It’s crazy, friends. The Fed tries to put out a fire in the living room while the forest is on fire. Inflation erupted all over the world. It happened because of pent-up demand from more than two years of the pandemic. And limited supplies of everything from computer chips to wheat, due to difficulties in running the global economy, as well as Putin’s war in Ukraine which is driving up global energy and food prices, and of China’s COVID-19 lockdowns.

Big companies, on the other hand, raise their prices because they can. Consumers have little choice due to record levels of corporate concentration, and rising supply costs have fully covered businesses.

The Fed’s fire hose doesn’t touch any of that.
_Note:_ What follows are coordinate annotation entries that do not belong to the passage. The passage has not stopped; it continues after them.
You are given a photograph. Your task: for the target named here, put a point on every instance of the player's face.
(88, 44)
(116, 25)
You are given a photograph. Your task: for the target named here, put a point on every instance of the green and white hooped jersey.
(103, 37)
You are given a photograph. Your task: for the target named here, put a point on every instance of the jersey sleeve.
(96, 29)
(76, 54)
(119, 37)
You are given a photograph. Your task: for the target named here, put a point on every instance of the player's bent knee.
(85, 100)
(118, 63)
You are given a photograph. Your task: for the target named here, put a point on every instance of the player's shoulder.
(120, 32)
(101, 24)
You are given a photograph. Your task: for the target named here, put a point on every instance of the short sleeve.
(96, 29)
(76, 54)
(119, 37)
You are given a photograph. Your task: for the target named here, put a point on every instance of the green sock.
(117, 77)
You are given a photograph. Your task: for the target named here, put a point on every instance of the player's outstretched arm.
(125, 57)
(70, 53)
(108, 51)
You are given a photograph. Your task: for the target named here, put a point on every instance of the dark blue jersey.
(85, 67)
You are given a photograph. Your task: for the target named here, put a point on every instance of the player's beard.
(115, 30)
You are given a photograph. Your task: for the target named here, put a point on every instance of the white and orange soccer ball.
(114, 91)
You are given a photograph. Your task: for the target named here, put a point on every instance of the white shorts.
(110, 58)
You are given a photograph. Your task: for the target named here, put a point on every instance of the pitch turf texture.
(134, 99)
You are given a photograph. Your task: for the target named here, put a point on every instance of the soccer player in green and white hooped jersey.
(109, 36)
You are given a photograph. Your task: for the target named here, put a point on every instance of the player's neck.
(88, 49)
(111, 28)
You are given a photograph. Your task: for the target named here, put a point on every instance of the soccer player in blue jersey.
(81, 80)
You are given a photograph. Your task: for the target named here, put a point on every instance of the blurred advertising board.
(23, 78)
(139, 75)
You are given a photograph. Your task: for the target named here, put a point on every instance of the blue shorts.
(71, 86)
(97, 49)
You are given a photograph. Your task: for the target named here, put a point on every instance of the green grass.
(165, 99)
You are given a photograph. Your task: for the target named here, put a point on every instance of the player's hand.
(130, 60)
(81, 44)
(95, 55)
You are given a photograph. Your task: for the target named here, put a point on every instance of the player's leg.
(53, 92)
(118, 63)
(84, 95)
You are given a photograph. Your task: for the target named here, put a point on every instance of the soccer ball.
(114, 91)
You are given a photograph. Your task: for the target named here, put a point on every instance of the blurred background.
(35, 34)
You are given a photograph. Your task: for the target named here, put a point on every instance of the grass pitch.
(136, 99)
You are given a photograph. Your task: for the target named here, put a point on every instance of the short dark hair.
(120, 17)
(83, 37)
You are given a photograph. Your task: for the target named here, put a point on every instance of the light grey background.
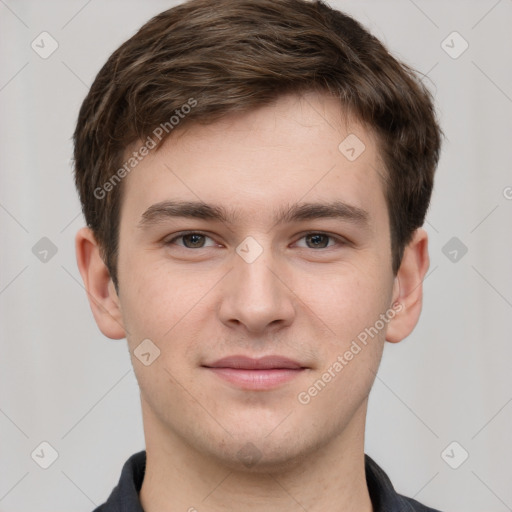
(62, 382)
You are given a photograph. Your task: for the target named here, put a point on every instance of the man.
(254, 175)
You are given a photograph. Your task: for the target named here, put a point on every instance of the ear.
(100, 289)
(408, 287)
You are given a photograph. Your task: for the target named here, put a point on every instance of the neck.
(331, 478)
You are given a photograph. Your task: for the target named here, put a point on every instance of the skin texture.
(211, 444)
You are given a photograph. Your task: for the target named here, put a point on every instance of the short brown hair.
(231, 56)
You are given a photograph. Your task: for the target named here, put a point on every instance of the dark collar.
(125, 496)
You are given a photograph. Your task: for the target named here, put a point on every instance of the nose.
(256, 295)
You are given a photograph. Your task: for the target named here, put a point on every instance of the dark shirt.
(125, 496)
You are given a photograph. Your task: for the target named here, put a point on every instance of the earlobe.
(408, 287)
(101, 293)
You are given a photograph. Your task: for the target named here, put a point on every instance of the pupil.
(194, 240)
(316, 240)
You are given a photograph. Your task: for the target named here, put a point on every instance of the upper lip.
(249, 363)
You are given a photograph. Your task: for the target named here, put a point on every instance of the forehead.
(254, 165)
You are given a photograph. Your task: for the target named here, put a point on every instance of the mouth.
(256, 374)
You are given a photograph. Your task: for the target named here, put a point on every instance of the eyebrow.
(165, 210)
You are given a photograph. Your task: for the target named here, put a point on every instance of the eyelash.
(338, 240)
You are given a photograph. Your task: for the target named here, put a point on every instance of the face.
(258, 302)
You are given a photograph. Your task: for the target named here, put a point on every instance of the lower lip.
(257, 379)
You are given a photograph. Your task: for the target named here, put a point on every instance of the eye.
(319, 241)
(191, 240)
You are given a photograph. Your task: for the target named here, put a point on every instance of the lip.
(256, 374)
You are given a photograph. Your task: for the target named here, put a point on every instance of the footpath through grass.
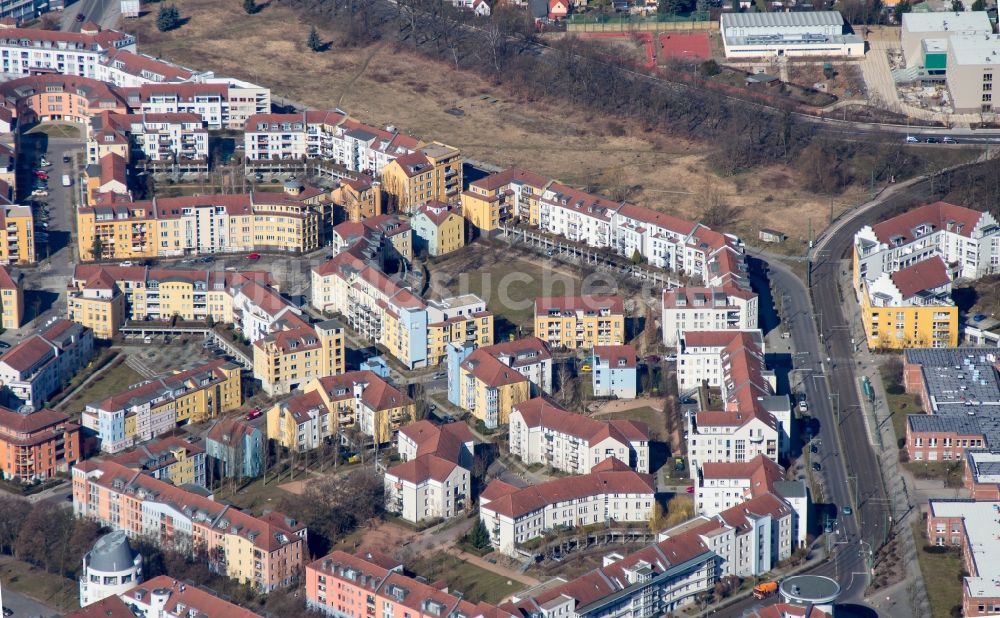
(475, 583)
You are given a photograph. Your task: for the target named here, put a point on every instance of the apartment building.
(615, 372)
(49, 97)
(699, 356)
(542, 432)
(432, 173)
(265, 552)
(359, 198)
(727, 307)
(155, 406)
(529, 356)
(438, 229)
(163, 597)
(900, 266)
(489, 388)
(434, 480)
(156, 137)
(971, 526)
(504, 197)
(286, 359)
(982, 474)
(26, 51)
(41, 364)
(17, 245)
(36, 445)
(128, 69)
(11, 299)
(580, 322)
(365, 584)
(287, 222)
(331, 136)
(416, 332)
(611, 492)
(753, 420)
(176, 460)
(110, 568)
(236, 449)
(330, 406)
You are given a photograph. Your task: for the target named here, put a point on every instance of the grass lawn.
(48, 589)
(941, 574)
(948, 471)
(475, 583)
(111, 382)
(57, 130)
(653, 418)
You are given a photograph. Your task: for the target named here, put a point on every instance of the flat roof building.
(814, 33)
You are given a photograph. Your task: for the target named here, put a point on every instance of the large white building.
(434, 480)
(611, 492)
(699, 360)
(753, 421)
(805, 33)
(968, 241)
(541, 432)
(727, 307)
(331, 136)
(110, 568)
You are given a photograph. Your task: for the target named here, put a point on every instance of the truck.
(764, 589)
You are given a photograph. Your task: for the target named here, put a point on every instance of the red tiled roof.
(544, 304)
(540, 412)
(939, 216)
(926, 275)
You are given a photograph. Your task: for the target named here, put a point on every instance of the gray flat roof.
(779, 20)
(948, 21)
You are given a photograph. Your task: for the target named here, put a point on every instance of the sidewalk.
(909, 594)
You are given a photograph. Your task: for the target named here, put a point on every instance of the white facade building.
(541, 432)
(110, 568)
(812, 33)
(727, 307)
(434, 480)
(610, 493)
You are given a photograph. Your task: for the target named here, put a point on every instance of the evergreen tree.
(168, 18)
(314, 41)
(479, 537)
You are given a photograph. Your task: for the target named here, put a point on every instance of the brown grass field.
(383, 85)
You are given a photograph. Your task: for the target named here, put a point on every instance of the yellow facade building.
(433, 172)
(289, 222)
(580, 322)
(288, 359)
(356, 401)
(17, 244)
(11, 299)
(489, 389)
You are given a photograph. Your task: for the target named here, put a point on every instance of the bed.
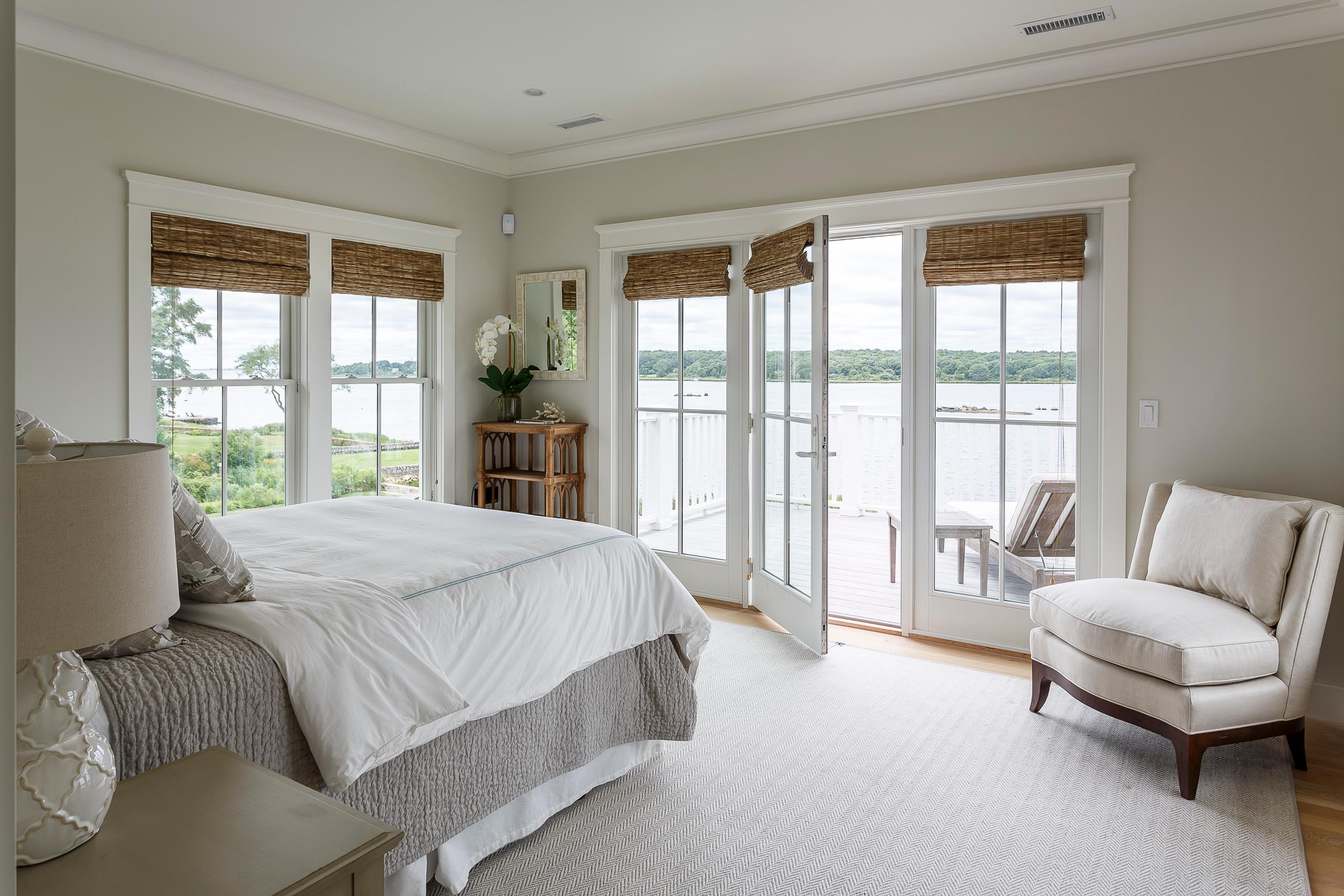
(460, 673)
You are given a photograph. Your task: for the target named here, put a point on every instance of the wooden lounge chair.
(1042, 525)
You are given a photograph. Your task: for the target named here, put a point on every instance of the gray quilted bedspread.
(221, 688)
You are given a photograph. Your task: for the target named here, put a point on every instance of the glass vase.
(511, 407)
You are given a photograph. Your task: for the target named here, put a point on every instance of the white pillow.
(1229, 547)
(23, 422)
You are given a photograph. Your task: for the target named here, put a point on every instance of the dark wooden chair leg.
(1297, 746)
(1040, 686)
(1190, 753)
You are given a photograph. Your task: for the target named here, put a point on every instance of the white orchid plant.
(507, 382)
(555, 336)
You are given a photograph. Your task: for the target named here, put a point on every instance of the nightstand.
(217, 824)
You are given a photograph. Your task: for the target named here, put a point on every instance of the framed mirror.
(553, 332)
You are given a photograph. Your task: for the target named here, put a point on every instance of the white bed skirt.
(454, 861)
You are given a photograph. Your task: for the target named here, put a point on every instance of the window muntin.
(224, 394)
(380, 400)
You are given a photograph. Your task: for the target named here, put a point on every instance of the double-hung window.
(287, 351)
(380, 395)
(224, 394)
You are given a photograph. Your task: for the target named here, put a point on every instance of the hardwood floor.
(1320, 790)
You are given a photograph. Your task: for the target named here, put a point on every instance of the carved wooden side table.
(558, 471)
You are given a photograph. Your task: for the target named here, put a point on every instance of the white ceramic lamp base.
(66, 772)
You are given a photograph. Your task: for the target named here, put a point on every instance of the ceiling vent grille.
(1059, 23)
(580, 121)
Meanwhile, apologists for big business and the Fed say the labor market is doing well. Waste. The labor market has two aspects: jobs and wages. Jobs increased but hourly wages fell in real terms (adjusted for inflation). so called “salary increases” have not come close to offsetting all the price increases. There is no trace of the old “wage price inflation” discussed in macroeconomics textbooks.

If the Fed keeps up the pace – even if the domestic economy avoids an official “recession” — most workers will fall even further behind.

The standard of living of almost everyone who borrows money (that is, everyone except the super-rich, who can borrow at floor rates because they use their wealth as collateral) is already in decline. decrease. The average rate on credit card debt rose to 17.25% (from 16.34% in March, before the Fed began its rate hikes). Student loan, auto loan and mortgage rates are also up from a year ago.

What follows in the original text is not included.